IMPLEMENTATION RULES: Before implementing this plan, read and follow:

Status: ✅ Completed (2026-04-07)

Goal: Make updating DCT a single command that any developer can run, regardless of whether they understand devcontainers, Docker, or VS Code.

Priority: High — current update flow requires Docker knowledge that most developers don't have

Last Updated: 2026-04-06


Problem

DCT has two update mechanisms. Neither is a simple one-command experience:

Update Type 1: Script Updates (dev-sync)

Updates scripts (new tools, bug fixes, new commands) WITHOUT rebuilding the container.

Current flow:

  • Auto-runs on container start (entrypoint.sh, 10s timeout)
  • Downloads dev_containers.zip from GitHub releases
  • Swaps manage/ and additions/ directories atomically
  • Has rollback support

User experience: Invisible — happens on startup. Works well. No complaints.

Update Type 2: Container Updates (dev-update)

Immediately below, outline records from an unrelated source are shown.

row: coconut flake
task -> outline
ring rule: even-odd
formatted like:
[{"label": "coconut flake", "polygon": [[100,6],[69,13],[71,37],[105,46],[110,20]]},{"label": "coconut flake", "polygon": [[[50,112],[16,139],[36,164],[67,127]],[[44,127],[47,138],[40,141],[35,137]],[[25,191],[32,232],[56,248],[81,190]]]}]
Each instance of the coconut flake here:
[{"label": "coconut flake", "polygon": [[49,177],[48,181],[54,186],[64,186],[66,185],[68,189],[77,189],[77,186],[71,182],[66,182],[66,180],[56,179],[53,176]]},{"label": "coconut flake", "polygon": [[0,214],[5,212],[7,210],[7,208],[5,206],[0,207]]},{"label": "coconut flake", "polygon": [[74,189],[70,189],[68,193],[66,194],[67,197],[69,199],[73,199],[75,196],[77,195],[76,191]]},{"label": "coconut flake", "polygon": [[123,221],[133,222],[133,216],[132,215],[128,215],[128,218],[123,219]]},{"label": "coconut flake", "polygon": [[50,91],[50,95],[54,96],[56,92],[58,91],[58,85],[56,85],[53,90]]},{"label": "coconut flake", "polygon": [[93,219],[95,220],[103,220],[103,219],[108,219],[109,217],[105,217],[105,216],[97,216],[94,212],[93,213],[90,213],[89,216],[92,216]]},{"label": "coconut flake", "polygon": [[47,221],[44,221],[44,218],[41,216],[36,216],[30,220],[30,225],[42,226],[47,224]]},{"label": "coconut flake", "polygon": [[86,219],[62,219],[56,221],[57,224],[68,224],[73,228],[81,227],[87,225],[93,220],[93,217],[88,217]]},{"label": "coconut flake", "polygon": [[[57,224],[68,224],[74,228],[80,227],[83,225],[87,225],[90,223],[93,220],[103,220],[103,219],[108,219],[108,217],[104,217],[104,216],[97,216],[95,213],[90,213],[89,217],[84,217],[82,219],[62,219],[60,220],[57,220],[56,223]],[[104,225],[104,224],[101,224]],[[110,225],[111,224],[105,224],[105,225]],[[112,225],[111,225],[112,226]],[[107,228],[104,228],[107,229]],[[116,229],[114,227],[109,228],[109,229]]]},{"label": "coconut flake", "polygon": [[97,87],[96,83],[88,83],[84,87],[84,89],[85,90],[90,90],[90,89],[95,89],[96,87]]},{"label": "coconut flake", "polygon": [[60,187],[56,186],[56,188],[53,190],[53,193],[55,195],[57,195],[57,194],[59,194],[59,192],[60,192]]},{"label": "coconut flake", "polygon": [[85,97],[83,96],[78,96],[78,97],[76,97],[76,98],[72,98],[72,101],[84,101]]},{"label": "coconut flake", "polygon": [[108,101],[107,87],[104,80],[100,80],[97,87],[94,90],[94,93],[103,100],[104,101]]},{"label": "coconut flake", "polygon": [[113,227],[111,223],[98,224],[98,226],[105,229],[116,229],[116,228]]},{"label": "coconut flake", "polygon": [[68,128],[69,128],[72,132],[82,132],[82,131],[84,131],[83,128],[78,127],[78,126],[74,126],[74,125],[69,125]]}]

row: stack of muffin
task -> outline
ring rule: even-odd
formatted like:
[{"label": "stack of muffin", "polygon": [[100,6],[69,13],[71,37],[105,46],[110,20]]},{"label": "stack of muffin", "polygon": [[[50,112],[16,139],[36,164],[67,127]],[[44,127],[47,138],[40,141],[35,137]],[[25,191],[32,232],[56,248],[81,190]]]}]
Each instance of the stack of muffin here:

Updates the base image (OS packages, Node.js, Python, system tools).

Current flow:

  1. User runs dev-update inside the container
  2. DCT shows: "current: 1.7.16, latest: 1.7.17"
  3. DCT tells user to run:
    docker pull ghcr.io/helpers-no/devcontainer-toolbox:latest
  4. DCT tells user to: VS Code → Command Palette → "Dev Containers: Rebuild Container"

User experience: Bad. The developer must:

  • Understand what docker pull does
  • Know how to open VS Code Command Palette
  • Know what "Rebuild Container" means
  • Accept that their terminal session will be killed mid-rebuild

Most developers using DCT don't know what a devcontainer is. They were told "open this folder in VS Code and click Reopen in Container". Asking them to docker pull and rebuild is a support burden.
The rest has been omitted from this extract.